On 2026-06-03 the five Five Eyes domestic-intelligence services (ASIO, CSIS, FBI, MI5, NZSIS) released an unusual joint bulletin, Safeguarding Our Secrets, warning that China's military-intelligence apparatus is systematically using professional-networking and freelance-work platforms — LinkedIn, Indeed, Upwork — to identify and cultivate people with access to classified or otherwise privileged information (MI5, 2026-06-03; The Record, 2026-06-03). Operatives pose as recruiters, consultants, HR representatives or think-tank staff for fabricated cover companies outside China, open with benign foreign-policy / defence / trade research commissions paying hundreds to a few thousand dollars per deliverable, then escalate toward sensitive material and migrate the relationship to encrypted messaging to reduce platform visibility. Named target categories include security-clearance holders, military personnel, academics, researchers and journalists.

Why it matters to us: This is a human-intelligence tradecraft advisory rather than a technical-intrusion one, and Switzerland — outside Five Eyes but a hub for international organisations, financial regulation and dual-use research — is squarely in the target set. The defensible surface is personnel-security, not EDR: brief cleared and research staff on the innocuous-task-to-sensitive-request progression, give them a low-friction route to report unsolicited foreign-recruitment contact, and treat unsolicited "paid policy paper" approaches to staff with administrative or network access as a counter-intelligence signal, not a side gig.

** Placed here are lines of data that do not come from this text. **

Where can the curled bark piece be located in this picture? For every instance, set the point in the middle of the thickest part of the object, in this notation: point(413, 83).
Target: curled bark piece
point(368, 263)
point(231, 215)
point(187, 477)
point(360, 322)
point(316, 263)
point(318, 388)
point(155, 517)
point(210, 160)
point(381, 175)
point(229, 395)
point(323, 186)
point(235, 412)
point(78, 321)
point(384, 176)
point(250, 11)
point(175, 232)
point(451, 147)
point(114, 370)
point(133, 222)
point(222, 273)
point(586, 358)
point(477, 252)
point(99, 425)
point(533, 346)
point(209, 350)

Wiz CIRT identified and named JINX-0164 on 2026-05-27, a financially motivated cluster active since mid-2025 against cryptocurrency organisations. Initial access is LinkedIn-based social engineering — fake recruiter personas direct targets to fraudulent video-conferencing platforms that deliver AUDIOFIX, a compiled-Python macOS binary functioning as both infostealer and backdoor. AUDIOFIX harvests Keychain contents, Chrome / Firefox / Safari credentials, SSH keys, AWS / GCP / Azure cloud-provider credentials, and credentials from 51 cryptocurrency-wallet browser extensions; persistence is a LaunchAgent plist under ~/Library/LaunchAgents. From the endpoint, JINX-0164 pivots into CI/CD infrastructure using stolen developer credentials and injects poisoned commits under legitimate developer identities; any team member building from the affected branches receives MINIRAT, a lightweight Go-based backdoor. The supply-chain escalation materialised through the @velora-dex/sdk npm package version 4.9.1 (trojanised 2026-04-07), which staged MINIRAT via LaunchCtl persistence. Wiz notes TTP overlap with prior DPRK-adjacent tradecraft (UNC1069, Sapphire Sleet) but stops short of formal attribution. The Hacker News writeup corroborates with additional MINIRAT detail. Mapped to T1566.003 (Spearphishing via Service: LinkedIn), T1543.001 (Launch Agent), T1555 (Credentials from Password Stores), T1195.002 (Compromise Software Supply Chain) and T1098.005 (Device Registration). For Swiss / EU SOCs the relevant exposure is Crypto Valley and any organisation whose developers build from npm dependencies that fan out to internal CI/CD — Sigstore signature verification, lock-file pinning of @velora-dex/sdk, and CI runner least-privilege are the operational asks.